La verità è come la nebbia, più ti ci avvicini, più non vedi niente.

Quel suicidio; i figli minacciati della donna rimasta uccisa al bordello. E ancora, la morte del pastorello e tutti gli altri crimini che si susseguiranno nel corso delle dieci puntate sono in realtà i pezzi di un unico puzzle. Non sono “fattarelli”: sono una storia sola e per scriverla bisogna usare “quella” parola. Da quel giorno, dice Nicastro, al piombo ripondereranno col piombo. La parola Mafia unisce tutte le storie. Basta unire i puntini e seguire le pallottole. Non ci saranno più nomi sui pezzi perché tutti firmeranno l’inchiesta. Una rivoluzione editoriale e concettuale, ma anche grafica, ispirata ai fumetti tanto cari a Sciamma.

La trama è senz’altro una boma. Eppure, come dicevamo all’inizio, c’è qualcosa che non riesce a convincerci fino in fondo.

L'Ora - Inchiostro contro piombo

Sarà forse la ricerca estetica manieristica e a tratti forzata; il ritmo troppo lento che non valorizza il contenuto esplosivo della storia. Finora, per quel che abbiamo visto, L’Ora – Inchiostro contro piombo non regge il confronto con Solo per passione – Letizia Battaglia fotografa, la miniserie della Rai andata in onda a fine maggio. L’Ora – Inchiostro contro piombo è un prodotto che rincorre la modernità, a volte a discapito del contenuto. Dopo un inizio frenetico, i due episodi scorrono lenti e intervallano momenti umoristici spesso fuori luogo. Come quelli tra caporedattore e giornalista, ad esempio, come l’ossessione del fico d’india oppure la scena del mimo. La nuova proposta Mediaset ha coraggio ed è ambiziosa. C’è la voglia di raccontare una storia di denuncia, lontana dalle solite dinamiche melò della fiction della prima serata di Canale 5. Eppure cade troppo spesso in trappola, forse per accontentare i gusti del pubblico affezionato. Manca l’equilibrio e si finisce per rincorrere un sensazionalismo poco necessario. Due puntate che, forse, fanno troppo. Il finale, sulle note de L’uomo in frack di Domenico Modugno, con quella lunga esitazione per scrivere a macchina la parola con la “M”, risulta troppo costruita.
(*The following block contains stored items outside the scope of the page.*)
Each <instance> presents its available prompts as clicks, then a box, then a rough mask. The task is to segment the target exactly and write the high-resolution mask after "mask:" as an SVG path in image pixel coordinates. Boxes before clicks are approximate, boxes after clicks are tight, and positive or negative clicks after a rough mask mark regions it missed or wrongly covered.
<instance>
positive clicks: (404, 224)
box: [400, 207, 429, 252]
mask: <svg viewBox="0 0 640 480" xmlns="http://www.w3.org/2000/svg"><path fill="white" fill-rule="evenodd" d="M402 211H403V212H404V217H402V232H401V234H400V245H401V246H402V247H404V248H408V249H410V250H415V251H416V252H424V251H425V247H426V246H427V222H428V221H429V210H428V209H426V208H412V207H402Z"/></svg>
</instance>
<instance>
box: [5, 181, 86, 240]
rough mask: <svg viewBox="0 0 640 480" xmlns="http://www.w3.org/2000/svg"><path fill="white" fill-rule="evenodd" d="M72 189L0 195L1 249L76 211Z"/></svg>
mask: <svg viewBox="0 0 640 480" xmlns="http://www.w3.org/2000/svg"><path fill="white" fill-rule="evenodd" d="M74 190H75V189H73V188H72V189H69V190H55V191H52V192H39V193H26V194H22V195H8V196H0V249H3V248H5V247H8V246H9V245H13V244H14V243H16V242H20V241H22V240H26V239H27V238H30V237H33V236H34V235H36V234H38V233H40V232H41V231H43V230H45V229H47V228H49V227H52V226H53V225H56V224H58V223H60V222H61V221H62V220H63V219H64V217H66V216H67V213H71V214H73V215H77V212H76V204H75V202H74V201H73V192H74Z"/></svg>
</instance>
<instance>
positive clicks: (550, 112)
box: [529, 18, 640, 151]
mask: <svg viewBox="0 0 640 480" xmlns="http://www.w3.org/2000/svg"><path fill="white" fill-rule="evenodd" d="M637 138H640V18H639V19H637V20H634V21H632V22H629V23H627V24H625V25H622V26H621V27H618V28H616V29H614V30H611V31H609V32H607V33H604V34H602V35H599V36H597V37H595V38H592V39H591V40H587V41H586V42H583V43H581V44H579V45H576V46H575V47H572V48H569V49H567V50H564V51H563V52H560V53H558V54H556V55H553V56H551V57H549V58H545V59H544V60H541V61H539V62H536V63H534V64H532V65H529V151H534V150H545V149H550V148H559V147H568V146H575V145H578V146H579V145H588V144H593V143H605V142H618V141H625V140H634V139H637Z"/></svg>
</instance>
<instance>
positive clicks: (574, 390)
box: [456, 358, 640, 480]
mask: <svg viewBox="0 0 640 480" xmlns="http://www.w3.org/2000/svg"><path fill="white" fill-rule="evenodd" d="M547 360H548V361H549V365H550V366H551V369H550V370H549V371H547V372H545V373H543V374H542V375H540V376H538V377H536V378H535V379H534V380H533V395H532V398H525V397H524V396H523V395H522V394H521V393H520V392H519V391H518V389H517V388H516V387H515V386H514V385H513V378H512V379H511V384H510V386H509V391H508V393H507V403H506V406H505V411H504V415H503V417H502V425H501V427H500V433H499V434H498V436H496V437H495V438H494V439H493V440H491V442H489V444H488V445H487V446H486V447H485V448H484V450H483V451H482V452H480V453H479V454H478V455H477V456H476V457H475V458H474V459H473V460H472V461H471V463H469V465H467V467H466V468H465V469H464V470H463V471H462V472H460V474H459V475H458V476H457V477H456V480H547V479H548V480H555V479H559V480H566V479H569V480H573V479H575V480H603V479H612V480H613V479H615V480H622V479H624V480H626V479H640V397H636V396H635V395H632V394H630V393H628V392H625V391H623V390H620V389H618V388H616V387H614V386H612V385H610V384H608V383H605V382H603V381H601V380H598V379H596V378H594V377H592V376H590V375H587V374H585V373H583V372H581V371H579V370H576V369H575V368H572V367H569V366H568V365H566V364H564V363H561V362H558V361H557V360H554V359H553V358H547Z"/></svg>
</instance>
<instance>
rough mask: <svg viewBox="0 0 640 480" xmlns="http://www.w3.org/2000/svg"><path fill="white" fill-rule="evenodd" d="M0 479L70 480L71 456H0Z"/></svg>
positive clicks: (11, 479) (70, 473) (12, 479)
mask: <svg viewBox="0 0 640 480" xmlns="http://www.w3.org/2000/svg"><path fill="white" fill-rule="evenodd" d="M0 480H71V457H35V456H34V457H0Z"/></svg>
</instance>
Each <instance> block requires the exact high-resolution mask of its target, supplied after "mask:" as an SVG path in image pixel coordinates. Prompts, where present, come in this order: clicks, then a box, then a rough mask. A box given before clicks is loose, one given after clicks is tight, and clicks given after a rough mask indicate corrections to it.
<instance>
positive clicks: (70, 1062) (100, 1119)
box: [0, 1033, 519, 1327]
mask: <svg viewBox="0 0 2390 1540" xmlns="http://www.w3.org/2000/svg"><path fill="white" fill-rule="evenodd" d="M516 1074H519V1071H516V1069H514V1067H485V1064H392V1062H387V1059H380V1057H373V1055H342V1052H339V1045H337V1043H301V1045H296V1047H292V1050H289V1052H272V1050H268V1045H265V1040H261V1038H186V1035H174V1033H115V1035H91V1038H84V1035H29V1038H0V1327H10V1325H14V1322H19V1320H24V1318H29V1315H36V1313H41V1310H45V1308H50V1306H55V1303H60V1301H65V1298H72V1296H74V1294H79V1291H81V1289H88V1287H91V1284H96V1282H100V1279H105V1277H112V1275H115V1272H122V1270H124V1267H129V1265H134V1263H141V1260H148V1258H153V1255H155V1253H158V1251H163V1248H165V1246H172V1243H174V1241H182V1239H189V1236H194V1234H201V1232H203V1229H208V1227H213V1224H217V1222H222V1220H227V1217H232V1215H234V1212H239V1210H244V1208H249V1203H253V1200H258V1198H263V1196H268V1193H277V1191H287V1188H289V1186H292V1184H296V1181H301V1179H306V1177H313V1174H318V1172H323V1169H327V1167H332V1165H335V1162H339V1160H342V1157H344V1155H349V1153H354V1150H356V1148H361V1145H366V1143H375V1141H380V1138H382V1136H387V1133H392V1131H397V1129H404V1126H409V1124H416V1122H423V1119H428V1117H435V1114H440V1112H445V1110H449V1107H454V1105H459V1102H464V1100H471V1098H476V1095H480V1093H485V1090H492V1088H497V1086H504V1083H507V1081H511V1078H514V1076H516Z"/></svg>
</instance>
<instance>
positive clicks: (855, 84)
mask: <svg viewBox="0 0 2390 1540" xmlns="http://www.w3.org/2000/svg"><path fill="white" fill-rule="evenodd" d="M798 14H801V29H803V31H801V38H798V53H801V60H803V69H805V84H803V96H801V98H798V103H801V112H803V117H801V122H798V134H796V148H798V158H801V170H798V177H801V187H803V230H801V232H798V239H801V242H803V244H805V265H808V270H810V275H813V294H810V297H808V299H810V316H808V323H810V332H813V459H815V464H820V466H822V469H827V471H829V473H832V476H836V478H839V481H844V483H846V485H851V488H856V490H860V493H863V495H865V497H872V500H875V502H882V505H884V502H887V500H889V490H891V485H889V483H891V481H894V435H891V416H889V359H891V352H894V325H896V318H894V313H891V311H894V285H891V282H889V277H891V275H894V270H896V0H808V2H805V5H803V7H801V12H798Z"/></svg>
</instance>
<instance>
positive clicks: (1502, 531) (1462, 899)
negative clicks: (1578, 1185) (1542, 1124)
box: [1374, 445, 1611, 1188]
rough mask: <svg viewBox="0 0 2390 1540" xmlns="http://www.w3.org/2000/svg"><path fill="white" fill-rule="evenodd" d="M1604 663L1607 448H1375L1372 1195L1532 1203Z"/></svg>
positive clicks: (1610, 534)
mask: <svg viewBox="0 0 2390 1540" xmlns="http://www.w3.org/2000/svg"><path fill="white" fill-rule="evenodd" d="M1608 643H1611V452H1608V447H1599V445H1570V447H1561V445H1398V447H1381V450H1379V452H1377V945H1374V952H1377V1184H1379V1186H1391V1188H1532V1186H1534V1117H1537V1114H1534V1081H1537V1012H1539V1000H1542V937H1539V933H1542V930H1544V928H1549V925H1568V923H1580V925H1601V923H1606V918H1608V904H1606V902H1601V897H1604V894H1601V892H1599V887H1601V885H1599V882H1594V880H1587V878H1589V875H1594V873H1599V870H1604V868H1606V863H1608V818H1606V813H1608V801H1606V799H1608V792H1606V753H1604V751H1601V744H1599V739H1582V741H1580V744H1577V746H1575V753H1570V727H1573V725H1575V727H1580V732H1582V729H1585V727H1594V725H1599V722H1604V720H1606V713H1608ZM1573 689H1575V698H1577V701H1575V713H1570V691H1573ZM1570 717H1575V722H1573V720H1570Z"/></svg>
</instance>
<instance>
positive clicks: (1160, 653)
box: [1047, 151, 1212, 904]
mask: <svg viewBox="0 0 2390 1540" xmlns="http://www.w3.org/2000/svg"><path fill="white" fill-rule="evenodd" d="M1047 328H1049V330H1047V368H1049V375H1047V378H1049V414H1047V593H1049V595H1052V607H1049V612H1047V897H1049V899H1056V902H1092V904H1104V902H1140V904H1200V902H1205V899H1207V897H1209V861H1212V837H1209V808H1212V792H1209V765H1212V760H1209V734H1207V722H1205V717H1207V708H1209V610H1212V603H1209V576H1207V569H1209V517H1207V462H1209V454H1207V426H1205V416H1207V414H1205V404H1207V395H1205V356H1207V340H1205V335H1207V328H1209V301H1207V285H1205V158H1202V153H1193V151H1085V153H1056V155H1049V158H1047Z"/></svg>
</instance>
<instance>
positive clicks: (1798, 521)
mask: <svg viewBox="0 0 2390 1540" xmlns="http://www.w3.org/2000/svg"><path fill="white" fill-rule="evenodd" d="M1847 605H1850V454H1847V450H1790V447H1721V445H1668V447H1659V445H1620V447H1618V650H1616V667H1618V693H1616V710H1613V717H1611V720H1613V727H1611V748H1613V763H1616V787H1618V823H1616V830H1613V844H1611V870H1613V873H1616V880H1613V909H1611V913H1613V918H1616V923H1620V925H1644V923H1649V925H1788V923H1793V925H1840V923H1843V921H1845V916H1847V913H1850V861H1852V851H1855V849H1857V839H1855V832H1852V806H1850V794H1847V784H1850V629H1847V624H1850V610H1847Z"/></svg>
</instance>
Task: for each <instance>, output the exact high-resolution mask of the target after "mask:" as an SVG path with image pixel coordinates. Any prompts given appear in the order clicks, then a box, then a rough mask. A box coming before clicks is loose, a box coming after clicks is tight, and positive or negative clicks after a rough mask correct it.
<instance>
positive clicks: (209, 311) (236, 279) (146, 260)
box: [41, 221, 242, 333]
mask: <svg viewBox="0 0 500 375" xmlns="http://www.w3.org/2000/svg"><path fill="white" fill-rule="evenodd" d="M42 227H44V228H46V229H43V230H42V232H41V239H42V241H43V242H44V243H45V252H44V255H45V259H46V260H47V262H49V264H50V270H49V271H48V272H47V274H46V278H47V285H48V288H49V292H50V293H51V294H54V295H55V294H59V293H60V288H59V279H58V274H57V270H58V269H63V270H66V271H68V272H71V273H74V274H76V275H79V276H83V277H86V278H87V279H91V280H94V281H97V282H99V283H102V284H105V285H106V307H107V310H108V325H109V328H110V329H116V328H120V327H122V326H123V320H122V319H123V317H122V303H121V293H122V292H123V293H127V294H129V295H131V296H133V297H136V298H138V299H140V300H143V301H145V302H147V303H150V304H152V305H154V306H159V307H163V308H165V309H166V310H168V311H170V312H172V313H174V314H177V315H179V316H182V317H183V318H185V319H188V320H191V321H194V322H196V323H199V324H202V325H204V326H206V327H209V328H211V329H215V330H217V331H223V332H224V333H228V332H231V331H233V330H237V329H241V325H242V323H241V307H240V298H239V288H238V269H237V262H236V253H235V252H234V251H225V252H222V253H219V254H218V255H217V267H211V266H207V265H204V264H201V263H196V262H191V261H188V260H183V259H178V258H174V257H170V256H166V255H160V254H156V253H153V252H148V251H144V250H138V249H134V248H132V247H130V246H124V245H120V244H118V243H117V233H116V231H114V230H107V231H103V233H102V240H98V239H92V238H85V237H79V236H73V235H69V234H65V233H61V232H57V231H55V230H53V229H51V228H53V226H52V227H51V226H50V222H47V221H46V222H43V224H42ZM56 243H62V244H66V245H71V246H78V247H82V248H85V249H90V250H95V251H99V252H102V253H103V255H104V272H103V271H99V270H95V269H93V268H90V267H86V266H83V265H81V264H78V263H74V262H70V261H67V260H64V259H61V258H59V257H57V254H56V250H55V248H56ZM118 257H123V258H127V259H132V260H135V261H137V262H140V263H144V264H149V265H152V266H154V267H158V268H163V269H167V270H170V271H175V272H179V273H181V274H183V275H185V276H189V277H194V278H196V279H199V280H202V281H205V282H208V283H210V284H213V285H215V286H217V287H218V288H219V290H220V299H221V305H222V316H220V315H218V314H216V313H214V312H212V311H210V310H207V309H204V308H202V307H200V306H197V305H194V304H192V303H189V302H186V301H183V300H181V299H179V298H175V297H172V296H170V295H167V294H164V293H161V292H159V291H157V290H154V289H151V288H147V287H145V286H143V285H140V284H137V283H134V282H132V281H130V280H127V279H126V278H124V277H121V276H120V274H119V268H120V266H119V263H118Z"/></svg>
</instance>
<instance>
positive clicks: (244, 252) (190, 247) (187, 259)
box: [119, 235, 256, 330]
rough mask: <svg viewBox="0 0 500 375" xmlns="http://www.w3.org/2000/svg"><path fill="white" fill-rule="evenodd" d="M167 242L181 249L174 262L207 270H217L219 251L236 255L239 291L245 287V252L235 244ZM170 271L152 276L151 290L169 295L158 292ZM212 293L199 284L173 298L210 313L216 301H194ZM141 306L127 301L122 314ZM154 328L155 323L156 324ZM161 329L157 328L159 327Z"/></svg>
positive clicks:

È talmente enfatizzata che aggiunge troppa forza a una storia già potente. Il progetto è ambizioso, sì. Ma lo urla talmente forte che finisce per stonare.

Claudio Santamaria è una garanzia. Eppure il prodotto sembra essere stato confezionato sia per stupire un pubblico nuovo, sia per non deludere quello abituale. Questo, a nostro avviso, potrebbe essere lo scoglio più grande sui cui potrebbe incagliarsi L’Ora – Inchiostro contro piombo. È ancora troppo presto per pronunciare una sentenza. Aspettiamo dunque il prossimo dei cinque appuntamenti che andrà in onda mercoledì 15 giugno in prima serata su Canale 5 oppure in streaming su Mediaset Play.